M. Vinceti était jusqu'au début du millénaire producteur de documentaires artistiques à la Rai, la télévision gouvernementale. Il a accumulé au fil de sa carrière des contacts politiques qui lui ont été précieux pour obtenir les autorisations d'exhumation des squelettes qui l'intéressent.

Légitimité contestée

«Vinceti utilise les médias pour des projets qui ne sont pas vraiment scientifiques», dit Franco Cardini, historien de l'Université de Florence. «Ce qu'il fait a peut-être de la légitimité, mais comme il ne se soumet pas au verdict de ses pairs, c'est douteux.»

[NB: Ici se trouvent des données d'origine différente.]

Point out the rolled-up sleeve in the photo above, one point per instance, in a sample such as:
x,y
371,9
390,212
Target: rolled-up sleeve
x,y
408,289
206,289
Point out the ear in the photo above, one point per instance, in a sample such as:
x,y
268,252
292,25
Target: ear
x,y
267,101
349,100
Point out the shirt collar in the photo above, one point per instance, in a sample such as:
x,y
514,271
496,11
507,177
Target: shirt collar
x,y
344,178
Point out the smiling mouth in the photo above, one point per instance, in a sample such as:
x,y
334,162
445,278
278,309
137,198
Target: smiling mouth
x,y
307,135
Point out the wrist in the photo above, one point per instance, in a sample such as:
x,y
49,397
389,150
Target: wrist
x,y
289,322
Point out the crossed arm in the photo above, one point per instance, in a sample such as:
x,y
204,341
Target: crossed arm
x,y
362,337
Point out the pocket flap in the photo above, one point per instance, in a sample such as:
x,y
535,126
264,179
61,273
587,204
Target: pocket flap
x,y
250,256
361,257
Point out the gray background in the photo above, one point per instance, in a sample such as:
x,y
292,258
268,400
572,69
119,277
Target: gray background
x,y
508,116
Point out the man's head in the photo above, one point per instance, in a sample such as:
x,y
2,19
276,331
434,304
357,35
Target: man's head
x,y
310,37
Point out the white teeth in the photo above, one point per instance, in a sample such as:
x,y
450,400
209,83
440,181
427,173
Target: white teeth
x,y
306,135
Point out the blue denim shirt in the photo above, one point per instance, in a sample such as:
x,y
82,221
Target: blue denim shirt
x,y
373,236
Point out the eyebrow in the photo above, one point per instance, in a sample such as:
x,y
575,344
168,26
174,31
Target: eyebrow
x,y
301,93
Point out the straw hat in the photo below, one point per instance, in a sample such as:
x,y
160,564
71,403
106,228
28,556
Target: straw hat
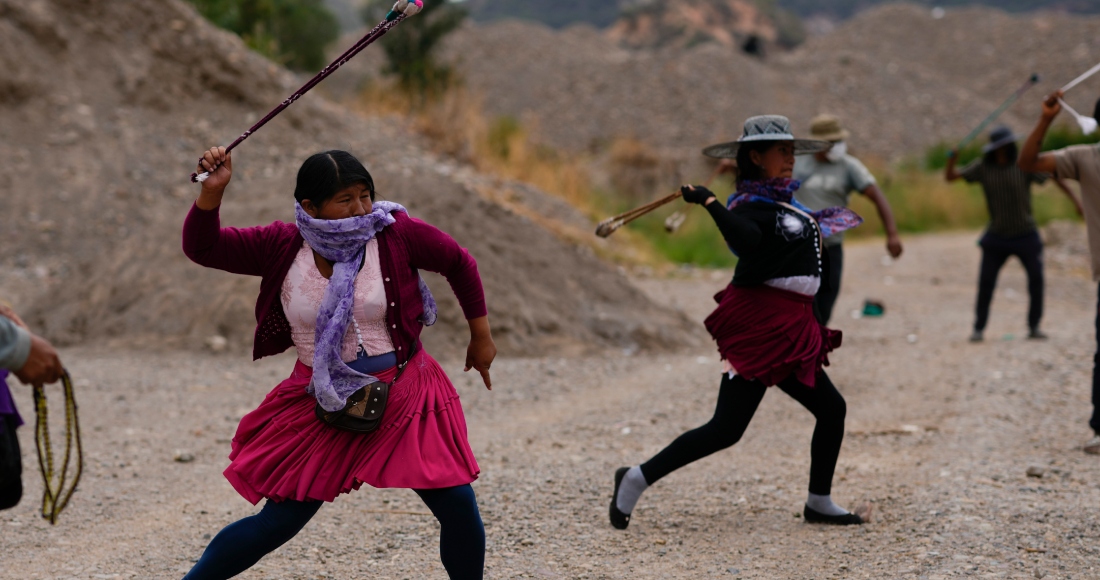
x,y
766,128
827,128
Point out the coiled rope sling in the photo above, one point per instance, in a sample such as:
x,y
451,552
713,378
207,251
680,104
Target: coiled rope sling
x,y
56,496
402,10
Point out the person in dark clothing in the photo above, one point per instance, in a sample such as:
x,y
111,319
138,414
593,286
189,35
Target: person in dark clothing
x,y
1012,229
763,326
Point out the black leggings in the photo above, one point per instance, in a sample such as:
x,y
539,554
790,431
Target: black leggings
x,y
11,467
738,400
997,250
243,543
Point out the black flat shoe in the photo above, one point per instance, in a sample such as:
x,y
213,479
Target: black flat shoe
x,y
813,516
619,521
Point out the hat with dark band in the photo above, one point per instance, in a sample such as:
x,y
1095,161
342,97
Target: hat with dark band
x,y
998,138
766,128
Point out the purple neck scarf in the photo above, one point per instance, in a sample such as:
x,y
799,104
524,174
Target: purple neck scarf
x,y
781,190
343,241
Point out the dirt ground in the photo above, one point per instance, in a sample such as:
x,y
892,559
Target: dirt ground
x,y
941,435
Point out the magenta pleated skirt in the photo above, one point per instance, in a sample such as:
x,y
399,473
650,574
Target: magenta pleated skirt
x,y
283,451
769,334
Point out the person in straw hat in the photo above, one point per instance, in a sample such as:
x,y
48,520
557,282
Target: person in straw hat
x,y
765,327
828,177
1080,163
1012,229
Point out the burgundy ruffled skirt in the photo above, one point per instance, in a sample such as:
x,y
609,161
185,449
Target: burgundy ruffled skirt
x,y
283,451
768,334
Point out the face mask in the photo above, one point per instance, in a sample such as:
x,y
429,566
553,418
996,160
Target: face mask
x,y
838,151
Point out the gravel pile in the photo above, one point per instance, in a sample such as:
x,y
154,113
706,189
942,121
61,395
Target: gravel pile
x,y
106,106
899,78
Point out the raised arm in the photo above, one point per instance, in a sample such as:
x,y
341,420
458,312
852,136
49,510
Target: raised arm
x,y
739,232
1030,157
235,250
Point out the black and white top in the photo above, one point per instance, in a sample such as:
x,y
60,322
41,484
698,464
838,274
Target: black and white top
x,y
776,245
1008,196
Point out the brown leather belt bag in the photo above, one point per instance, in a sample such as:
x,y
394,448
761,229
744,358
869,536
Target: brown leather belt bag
x,y
363,411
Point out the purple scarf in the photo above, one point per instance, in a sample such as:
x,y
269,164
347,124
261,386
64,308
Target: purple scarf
x,y
342,241
781,189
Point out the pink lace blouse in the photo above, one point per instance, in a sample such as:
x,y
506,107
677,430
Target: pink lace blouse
x,y
301,294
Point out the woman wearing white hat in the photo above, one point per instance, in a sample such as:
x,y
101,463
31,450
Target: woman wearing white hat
x,y
1012,229
828,178
763,326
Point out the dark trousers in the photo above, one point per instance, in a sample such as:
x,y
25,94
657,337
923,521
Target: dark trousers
x,y
11,464
738,400
1095,422
243,543
833,265
997,250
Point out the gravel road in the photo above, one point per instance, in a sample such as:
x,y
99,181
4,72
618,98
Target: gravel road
x,y
941,436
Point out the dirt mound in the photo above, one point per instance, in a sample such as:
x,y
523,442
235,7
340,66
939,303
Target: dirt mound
x,y
683,23
900,78
103,108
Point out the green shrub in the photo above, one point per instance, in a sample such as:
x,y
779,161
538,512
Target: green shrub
x,y
410,47
292,32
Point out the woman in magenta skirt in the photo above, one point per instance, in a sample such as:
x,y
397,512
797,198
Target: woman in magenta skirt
x,y
765,325
342,286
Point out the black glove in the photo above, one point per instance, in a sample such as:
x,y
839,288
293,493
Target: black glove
x,y
699,195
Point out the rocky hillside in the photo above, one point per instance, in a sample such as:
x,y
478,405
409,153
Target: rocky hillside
x,y
900,78
844,9
103,109
685,23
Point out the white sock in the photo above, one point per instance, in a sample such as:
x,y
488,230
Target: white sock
x,y
822,504
630,490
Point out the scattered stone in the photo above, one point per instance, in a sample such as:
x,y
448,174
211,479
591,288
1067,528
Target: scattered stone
x,y
217,343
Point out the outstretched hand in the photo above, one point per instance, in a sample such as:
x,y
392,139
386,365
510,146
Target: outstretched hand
x,y
480,356
1051,106
219,164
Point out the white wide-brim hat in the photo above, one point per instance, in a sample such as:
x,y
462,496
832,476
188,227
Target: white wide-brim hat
x,y
767,128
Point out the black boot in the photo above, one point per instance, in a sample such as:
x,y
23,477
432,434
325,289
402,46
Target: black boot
x,y
814,516
619,521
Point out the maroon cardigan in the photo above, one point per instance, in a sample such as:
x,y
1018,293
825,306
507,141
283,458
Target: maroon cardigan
x,y
268,251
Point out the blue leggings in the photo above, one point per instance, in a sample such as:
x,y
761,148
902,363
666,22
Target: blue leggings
x,y
243,543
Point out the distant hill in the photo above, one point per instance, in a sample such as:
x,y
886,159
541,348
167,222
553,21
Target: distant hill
x,y
845,9
559,13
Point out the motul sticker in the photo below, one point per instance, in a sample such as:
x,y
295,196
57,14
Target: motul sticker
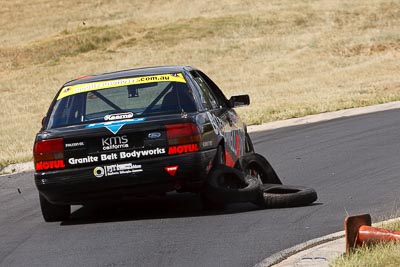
x,y
172,150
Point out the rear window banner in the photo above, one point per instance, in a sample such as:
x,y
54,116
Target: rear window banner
x,y
87,87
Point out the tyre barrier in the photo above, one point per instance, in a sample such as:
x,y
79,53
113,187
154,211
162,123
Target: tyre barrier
x,y
230,185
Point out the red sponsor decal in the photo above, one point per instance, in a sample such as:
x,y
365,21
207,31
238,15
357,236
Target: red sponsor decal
x,y
172,150
171,170
48,165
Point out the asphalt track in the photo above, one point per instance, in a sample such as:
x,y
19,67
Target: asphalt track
x,y
353,163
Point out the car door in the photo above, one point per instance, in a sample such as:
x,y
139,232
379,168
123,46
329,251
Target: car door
x,y
224,119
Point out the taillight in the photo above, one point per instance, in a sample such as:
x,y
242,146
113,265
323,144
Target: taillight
x,y
183,133
49,154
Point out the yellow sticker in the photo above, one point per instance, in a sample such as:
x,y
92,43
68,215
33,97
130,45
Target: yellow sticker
x,y
87,87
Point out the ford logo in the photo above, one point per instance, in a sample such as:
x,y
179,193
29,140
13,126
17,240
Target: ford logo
x,y
154,135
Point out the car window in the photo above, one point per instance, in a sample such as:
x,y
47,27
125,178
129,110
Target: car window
x,y
132,100
208,99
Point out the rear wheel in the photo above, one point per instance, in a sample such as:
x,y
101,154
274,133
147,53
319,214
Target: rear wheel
x,y
52,212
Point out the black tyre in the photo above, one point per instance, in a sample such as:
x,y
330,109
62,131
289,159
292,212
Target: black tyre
x,y
258,166
52,212
220,156
229,185
284,196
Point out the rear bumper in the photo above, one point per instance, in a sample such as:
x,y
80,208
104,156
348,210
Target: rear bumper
x,y
123,180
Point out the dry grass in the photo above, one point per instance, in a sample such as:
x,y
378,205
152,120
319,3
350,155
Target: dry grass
x,y
294,58
384,254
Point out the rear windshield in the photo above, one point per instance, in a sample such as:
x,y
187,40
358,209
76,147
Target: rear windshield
x,y
122,99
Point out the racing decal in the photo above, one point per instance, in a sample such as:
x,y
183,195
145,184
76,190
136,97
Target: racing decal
x,y
48,165
93,86
216,123
118,116
207,143
115,126
115,142
172,150
74,145
171,170
116,169
135,154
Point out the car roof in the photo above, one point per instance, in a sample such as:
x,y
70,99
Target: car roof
x,y
130,73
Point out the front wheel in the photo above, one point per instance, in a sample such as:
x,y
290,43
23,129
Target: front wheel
x,y
52,212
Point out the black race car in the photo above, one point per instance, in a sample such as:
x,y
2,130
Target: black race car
x,y
134,133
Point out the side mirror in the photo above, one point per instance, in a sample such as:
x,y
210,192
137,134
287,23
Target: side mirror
x,y
239,100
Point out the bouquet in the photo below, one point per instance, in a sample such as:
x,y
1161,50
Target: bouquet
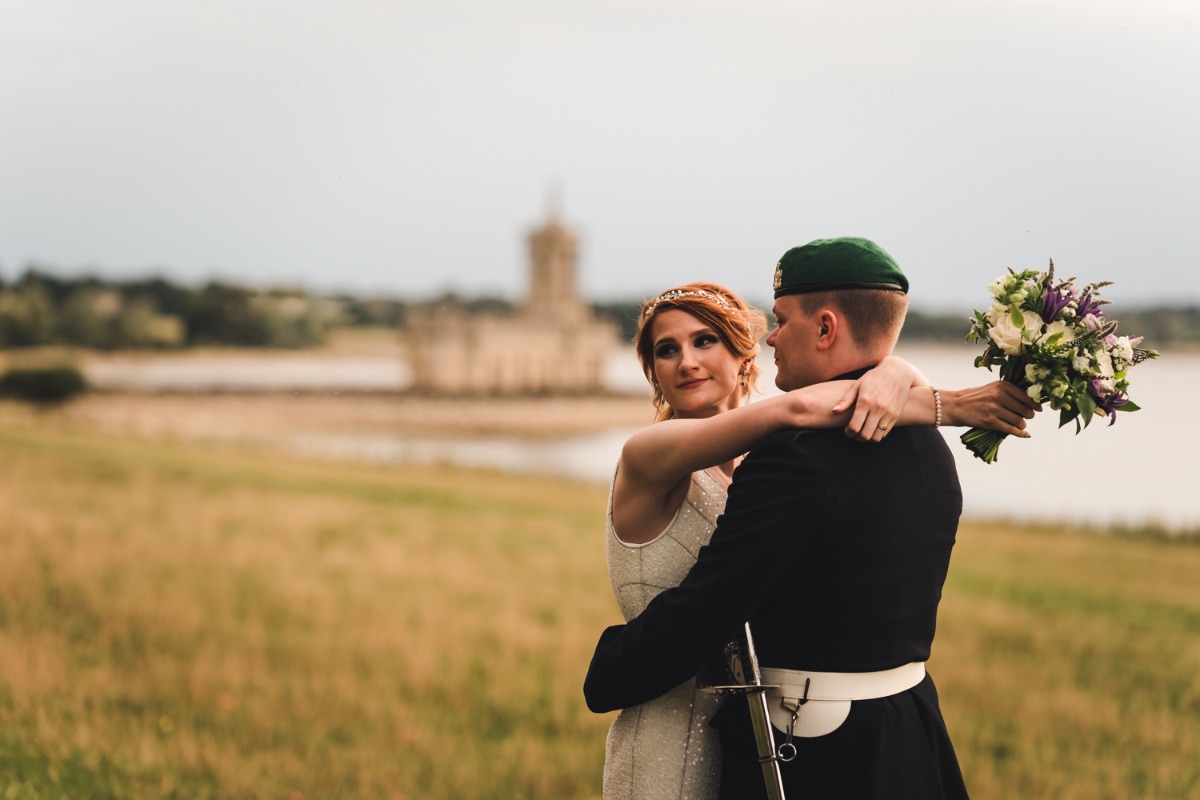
x,y
1054,341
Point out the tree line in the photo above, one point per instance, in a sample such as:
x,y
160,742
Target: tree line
x,y
40,308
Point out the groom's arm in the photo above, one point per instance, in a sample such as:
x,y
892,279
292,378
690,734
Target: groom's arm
x,y
777,501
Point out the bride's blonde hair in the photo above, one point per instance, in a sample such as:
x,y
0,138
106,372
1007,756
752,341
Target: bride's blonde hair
x,y
738,325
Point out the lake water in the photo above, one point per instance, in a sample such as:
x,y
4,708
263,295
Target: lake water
x,y
1140,471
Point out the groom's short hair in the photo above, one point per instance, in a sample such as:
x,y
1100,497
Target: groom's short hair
x,y
874,316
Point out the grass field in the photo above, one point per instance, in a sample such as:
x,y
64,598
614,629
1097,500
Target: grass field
x,y
185,620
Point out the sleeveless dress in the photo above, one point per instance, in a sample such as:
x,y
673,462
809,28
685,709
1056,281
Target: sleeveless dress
x,y
664,749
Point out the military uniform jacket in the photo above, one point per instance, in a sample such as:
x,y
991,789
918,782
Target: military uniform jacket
x,y
837,552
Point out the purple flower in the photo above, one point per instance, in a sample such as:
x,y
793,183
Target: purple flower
x,y
1108,403
1054,301
1090,306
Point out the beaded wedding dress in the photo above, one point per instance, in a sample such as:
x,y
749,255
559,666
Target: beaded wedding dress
x,y
664,749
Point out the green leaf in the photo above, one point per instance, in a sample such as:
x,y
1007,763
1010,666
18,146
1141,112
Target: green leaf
x,y
1086,408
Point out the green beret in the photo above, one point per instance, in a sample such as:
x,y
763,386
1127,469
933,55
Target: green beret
x,y
845,263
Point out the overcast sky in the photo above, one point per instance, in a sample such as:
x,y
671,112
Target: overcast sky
x,y
408,146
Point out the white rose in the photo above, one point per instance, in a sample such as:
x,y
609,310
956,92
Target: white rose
x,y
1057,328
1008,336
1123,349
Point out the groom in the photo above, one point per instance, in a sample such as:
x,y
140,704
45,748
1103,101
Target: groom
x,y
835,552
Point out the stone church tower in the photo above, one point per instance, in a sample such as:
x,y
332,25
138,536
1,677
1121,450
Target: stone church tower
x,y
552,266
553,344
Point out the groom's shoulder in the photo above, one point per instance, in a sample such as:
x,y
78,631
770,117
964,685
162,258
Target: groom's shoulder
x,y
797,441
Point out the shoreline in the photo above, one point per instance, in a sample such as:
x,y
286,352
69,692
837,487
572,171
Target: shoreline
x,y
238,415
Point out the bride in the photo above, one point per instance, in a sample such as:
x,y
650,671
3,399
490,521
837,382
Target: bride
x,y
697,346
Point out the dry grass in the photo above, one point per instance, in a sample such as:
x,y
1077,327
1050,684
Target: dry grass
x,y
186,620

La collaboration de M. Vinceti avec l'Office du tourisme italien et les maires des villes où se trouvent les squelettes qu'il analyse fait tiquer les historiens patentés. «Certains disent que c'est du voyeurisme et que Vinceti n'a pas de légitimité parce qu'il n'a pas de diplôme d'historien, explique M. Gruppioni. Mais quelles que soient ses motivations, je pense qu'il faut évaluer ses résultats sans a priori. L'histoire regorge d'autodidactes qui ont eu un impact sur la science. Pensez au moine Mendel, qui a découvert les lois de la génétique. Et pour ce qui est du voyeurisme, je ne vois pas la différence avec les anthropologues qui étudient l'homme de Néandertal.»